Cumulative voting wasn’t perfect; no voting system is. As it worked, there was little competition in the November elections, because in many districts the majority party nominated two candidates onto the ballot, and the minority, one. So, three candidates for three slots. But there is no more competition today, because gerrymandering makes it impossible for the minority party to have a chance, so no one runs.

The old flaw could be overcome by requiring each party to nominate at least two candidates.

Overall, Joseph Medill’s system worked to bring the state’s partisan lawmakers together, rather than, as today, at the other’s throats.

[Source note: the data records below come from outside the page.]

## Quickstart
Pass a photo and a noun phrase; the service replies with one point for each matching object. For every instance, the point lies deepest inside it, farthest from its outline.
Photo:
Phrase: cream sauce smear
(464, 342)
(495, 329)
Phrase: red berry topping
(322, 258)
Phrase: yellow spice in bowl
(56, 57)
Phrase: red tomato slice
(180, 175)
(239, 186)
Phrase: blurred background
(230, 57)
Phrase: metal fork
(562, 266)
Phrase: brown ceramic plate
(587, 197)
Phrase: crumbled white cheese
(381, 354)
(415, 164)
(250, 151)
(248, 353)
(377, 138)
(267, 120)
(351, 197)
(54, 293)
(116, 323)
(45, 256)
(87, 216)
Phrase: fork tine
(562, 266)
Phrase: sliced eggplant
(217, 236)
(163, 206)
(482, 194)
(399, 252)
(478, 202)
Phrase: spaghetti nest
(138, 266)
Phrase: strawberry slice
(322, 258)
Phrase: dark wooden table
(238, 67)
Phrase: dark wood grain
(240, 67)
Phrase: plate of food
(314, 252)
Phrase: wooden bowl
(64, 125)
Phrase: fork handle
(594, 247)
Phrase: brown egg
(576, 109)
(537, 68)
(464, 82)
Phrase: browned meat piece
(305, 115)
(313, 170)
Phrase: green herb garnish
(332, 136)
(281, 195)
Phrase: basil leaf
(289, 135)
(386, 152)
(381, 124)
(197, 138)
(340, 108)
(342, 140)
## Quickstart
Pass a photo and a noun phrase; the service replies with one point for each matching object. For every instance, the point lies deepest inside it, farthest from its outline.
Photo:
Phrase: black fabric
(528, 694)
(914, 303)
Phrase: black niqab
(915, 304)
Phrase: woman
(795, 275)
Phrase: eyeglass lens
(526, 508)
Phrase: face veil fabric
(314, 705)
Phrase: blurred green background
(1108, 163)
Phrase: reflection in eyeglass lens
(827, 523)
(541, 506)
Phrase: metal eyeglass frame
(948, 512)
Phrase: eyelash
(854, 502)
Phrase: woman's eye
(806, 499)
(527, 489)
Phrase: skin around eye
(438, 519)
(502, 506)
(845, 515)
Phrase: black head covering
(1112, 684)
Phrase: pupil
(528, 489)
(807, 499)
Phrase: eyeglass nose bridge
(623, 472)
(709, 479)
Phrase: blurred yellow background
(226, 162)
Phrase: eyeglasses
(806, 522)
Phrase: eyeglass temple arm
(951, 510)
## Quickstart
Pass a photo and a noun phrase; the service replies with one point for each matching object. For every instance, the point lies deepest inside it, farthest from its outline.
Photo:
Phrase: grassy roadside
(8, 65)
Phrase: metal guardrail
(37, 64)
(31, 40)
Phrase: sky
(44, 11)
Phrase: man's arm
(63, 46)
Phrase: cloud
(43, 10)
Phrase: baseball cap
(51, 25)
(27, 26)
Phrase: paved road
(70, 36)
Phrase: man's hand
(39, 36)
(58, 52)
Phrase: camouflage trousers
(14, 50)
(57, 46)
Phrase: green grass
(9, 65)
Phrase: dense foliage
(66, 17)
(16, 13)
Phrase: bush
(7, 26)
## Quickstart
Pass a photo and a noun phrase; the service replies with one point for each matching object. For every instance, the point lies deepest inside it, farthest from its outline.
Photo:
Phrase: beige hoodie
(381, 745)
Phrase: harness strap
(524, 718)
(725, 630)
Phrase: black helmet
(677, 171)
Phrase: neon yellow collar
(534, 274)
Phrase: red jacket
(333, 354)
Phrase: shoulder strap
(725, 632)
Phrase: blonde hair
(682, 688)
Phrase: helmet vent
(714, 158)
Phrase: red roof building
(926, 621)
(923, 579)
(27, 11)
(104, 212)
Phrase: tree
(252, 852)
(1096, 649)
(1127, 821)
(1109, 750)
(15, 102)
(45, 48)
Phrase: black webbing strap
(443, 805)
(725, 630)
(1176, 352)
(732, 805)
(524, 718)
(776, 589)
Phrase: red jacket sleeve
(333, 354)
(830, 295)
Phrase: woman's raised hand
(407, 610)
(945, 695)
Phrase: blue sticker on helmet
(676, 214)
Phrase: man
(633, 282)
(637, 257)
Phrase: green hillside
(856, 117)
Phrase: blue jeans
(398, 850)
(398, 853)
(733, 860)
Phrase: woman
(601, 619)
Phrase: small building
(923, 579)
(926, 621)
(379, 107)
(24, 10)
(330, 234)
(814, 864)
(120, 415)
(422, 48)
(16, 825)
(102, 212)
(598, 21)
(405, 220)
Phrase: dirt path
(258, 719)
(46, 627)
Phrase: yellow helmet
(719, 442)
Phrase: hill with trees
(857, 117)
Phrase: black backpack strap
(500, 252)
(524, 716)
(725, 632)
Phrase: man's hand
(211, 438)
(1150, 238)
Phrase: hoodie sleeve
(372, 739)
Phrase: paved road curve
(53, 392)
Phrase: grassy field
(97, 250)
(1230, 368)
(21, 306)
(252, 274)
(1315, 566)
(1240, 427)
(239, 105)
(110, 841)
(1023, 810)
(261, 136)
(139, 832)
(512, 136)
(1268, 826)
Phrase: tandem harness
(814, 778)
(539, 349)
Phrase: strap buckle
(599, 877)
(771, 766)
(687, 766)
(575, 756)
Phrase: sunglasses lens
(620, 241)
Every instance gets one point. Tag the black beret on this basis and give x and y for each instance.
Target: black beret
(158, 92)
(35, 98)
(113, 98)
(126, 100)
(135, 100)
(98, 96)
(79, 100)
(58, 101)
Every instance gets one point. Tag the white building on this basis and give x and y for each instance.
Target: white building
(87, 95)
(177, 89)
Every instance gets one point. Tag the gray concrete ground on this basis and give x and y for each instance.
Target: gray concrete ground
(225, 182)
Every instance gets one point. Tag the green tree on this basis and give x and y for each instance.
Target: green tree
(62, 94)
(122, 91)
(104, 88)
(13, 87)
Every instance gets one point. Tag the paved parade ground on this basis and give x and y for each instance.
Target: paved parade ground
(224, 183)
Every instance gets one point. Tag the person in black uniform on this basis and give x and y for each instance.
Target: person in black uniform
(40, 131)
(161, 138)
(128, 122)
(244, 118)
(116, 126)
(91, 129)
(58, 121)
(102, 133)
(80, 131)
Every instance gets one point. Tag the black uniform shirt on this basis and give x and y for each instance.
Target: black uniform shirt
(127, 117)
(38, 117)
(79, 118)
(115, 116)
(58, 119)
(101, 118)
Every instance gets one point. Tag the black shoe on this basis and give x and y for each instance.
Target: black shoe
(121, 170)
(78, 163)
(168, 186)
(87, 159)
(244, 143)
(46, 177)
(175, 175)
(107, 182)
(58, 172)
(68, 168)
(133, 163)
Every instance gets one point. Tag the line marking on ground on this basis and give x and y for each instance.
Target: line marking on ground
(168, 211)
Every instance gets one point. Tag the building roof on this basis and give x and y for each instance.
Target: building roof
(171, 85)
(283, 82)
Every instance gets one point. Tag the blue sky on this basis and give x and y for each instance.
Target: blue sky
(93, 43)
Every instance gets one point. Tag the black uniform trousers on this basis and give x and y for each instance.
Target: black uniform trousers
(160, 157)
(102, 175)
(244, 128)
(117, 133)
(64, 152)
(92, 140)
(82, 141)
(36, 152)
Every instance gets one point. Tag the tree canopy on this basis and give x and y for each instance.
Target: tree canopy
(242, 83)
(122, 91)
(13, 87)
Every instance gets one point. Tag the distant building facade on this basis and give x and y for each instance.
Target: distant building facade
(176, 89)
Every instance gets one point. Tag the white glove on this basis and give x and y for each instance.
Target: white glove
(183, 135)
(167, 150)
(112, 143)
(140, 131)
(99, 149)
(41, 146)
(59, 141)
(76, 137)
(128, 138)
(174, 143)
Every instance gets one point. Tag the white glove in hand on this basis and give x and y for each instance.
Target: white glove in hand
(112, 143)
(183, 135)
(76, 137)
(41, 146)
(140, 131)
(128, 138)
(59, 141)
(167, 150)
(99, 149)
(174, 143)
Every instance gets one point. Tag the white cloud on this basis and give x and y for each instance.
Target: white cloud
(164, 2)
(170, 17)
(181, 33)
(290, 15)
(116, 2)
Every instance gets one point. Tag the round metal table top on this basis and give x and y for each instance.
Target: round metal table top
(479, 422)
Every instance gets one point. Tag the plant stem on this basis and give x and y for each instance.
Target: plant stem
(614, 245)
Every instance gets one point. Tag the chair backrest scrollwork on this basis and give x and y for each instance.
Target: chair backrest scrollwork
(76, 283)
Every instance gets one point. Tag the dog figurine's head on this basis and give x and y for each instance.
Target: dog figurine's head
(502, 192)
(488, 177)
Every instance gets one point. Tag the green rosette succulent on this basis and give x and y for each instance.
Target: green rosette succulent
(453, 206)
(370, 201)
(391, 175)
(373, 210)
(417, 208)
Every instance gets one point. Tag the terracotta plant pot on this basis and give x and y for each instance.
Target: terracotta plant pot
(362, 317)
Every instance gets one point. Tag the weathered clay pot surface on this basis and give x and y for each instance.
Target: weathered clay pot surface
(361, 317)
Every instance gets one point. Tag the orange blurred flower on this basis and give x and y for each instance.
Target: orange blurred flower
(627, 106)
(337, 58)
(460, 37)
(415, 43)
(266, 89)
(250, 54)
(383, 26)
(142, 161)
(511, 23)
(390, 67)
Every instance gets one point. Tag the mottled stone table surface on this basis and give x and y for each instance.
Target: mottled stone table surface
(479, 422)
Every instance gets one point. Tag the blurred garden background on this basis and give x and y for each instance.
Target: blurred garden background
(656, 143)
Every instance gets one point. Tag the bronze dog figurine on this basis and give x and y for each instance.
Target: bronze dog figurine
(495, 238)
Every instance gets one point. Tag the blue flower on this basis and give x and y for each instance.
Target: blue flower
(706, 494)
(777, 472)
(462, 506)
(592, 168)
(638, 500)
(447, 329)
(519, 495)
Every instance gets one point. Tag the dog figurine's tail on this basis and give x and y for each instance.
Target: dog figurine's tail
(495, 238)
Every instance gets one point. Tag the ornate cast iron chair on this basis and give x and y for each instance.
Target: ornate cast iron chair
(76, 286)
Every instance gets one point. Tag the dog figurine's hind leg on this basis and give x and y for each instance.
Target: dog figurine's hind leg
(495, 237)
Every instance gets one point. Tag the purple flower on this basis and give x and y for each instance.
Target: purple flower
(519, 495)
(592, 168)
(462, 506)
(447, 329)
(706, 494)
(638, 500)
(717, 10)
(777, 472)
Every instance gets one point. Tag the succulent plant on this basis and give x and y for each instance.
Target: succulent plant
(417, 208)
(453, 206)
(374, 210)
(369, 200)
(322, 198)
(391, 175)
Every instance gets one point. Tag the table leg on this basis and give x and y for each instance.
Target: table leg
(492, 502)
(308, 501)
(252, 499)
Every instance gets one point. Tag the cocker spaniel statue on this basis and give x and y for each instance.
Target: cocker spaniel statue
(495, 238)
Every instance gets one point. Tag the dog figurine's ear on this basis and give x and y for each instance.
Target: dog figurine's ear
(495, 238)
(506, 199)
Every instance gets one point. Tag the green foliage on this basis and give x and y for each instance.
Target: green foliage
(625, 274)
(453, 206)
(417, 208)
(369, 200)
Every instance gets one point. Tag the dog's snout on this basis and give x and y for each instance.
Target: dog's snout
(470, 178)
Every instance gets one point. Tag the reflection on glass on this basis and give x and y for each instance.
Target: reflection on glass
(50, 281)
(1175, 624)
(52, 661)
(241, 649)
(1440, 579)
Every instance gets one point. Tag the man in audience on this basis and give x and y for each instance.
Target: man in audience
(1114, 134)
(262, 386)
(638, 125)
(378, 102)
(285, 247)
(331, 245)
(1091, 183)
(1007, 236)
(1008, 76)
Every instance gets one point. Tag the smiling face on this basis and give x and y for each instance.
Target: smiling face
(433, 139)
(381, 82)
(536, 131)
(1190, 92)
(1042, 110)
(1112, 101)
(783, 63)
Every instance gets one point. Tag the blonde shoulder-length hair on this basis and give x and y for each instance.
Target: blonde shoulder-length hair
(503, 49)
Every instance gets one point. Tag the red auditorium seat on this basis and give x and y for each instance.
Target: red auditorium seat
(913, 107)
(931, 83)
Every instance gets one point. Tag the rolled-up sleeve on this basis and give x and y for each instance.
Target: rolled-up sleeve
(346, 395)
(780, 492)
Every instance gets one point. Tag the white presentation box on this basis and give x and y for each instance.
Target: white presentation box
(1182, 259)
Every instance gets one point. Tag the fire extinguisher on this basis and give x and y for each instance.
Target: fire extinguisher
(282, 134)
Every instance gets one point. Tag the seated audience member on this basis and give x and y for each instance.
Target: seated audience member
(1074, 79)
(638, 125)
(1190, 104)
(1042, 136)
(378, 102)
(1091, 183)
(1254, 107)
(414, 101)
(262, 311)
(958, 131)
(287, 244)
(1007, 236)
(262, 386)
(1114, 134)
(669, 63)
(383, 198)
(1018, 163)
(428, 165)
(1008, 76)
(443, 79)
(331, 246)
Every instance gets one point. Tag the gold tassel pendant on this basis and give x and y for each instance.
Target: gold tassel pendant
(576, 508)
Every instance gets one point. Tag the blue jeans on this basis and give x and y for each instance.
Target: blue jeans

I recall frequent, enjoyable, sometimes riotous, dinners with Democratic colleagues after a day’s legislative session.

It’ll never happen, say my insider friends, cuz’ the overwhelming Democratic majority is happy with the status quo, and with a bought-and-paid-for Democratic state Supreme Court that protects its party careerists from term limits and gerrymandering reform.

But, never say never. In 2028, there will be a vote of the people on whether to hold a new state constitutional convention, as required by the present charter. Voters of all stripes might just be of a mood to say it’s time for a change, that is, a new constitution. After all, contrary to Gov. Pritzker’s proclamations, Illinois has real problems—declining population, a miserable business climate, poor urban and rural school achievement, a child care system that has been under a federal court order to do better, for 30 years(!), and a reputation for crime and violence.

A new convention that revived cumulative voting could reduce state political discord and increase opportunities for both minority party and even independent candidates to use the power of cumulation to win seats in the legislature.

Oh, I forgot to mention: this enterprise zone legislation that denies local control, and passed by the Chicago-centric Democratic Party—exempts Chicago’s zones from its provisions.


Nowlan served in the Illinois House from 1969-73, and was Gov. Richard Ogilvie’s runningmate for lieutenant governor in 1972. He is co-author, with Melissa Mouritsen and Kent Redfield, of “The Struggle for Power in Illinois: Politics and Government in the Prairie State,” forthcoming from the University of Illinois Press, 2023.